As some of you know, this summer I am living in Kalispell, Montana and working at Avail Media, a relatively small broadcast/IPTV company that caters primarily to smaller telecomms looking to set up IPTV and VOD services for reasonable prices. What’s unique about Avail, however, is that they don’t use hardware encoders; they use x264! They’re definitely not the only company using x264–other notable users include Google and Facebook–but I know of nobody else using x264 for live HD television. As the company which Loren Merritt (pengvado) worked for, they are responsible for quite a number of x264′s broadcast-related features, such as its interlaced encoding support.

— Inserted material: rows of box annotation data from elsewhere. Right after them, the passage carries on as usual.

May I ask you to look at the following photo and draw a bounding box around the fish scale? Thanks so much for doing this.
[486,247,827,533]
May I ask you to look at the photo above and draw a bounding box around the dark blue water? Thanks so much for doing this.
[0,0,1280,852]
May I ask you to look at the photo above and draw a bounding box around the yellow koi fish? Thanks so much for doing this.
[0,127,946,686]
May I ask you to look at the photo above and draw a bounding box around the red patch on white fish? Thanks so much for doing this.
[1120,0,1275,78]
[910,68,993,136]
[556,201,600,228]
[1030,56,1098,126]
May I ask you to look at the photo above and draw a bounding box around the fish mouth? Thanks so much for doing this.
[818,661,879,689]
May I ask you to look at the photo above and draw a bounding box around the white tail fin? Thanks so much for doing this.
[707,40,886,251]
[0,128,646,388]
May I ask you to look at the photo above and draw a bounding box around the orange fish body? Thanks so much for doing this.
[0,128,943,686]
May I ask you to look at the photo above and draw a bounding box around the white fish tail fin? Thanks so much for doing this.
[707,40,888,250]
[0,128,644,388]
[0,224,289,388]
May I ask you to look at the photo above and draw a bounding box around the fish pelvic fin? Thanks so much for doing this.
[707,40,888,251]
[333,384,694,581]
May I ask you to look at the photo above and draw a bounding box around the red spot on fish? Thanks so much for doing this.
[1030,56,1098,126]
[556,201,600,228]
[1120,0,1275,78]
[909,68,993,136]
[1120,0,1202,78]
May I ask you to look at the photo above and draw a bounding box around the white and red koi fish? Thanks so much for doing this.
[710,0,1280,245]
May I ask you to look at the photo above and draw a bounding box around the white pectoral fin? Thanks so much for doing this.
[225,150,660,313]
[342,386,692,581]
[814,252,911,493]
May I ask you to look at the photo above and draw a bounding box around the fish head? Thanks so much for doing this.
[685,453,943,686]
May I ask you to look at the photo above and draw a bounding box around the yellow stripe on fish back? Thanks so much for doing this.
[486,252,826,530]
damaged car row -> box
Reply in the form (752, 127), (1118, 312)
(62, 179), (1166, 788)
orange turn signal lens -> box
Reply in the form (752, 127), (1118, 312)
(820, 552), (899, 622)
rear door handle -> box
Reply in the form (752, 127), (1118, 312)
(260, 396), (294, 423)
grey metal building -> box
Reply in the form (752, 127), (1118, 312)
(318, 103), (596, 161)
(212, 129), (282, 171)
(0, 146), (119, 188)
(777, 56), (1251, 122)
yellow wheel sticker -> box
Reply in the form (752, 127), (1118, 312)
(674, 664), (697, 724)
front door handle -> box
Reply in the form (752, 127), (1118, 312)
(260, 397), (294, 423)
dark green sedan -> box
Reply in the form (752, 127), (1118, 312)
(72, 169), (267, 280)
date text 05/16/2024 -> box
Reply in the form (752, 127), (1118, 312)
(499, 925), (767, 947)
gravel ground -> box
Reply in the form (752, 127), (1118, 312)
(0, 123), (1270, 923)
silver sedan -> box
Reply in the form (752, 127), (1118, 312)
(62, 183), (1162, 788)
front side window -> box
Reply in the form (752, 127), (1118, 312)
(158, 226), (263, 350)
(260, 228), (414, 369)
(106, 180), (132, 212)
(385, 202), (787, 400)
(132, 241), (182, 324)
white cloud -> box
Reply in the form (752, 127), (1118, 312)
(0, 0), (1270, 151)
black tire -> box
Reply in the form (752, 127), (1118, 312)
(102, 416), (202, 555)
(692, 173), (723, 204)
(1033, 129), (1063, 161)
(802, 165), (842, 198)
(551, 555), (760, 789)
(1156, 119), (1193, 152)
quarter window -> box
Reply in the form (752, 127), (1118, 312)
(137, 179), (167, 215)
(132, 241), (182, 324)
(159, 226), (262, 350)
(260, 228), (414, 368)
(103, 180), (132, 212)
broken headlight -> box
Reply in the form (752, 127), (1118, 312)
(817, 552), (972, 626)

Of course, broadcast has its own difficulties that make it much more of a challenge than ordinary offline encoding. For one, encoding has to run in realtime, quite a challenge when dealing with 1080i input. This is assisted by a patch written by Loren and improved by me, “speed control,” which automatically reconfigures x264′s settings on the fly to run at exactly the specified speed. It even communicates with the encoding/muxing frontend to know exactly how much time it really has left.
Another major issue is that of the VBV; the stream must strictly obey the buffer size or else packets might end up being dropped, corrupting the video stream. This is a hard problem, considering that x264′s VBV, especially in 1pass mode, is not very compliant. This has been a repeated subject of research by me even before I came here. Gabriel from Joost has also spent quite a bit of time on it in the form of his 2pass VBV patch, which in its latest form also improves 1pass VBV ratecontrol.
The biggest issue is the quality of the sources one comes across in broadcast–or better stated, the lack thereof. Much input is in the form of 18 megabit CBR MPEG-2 streams which are of such low quality that motion search above DIA/HEX is nearly useless. This is because in any scene with sufficient motion to require a complex motion search, the stream has already gone completely blocky. Re-encoding to 6-7 megabit H.264 doesn’t make it much better, either! This mess of input also results in a very large percentage of intra blocks in the output, which makes ratecontrol that much more difficult. Add this to the relative inefficiency of x264′s interlaced encoding and things get even worse.
Yet despite the difficulties of broadcast, Avail has managed to get it to work; quite an amazing accomplishment, proving once again that x264 isn’t just for ordinary offline 2pass encoding.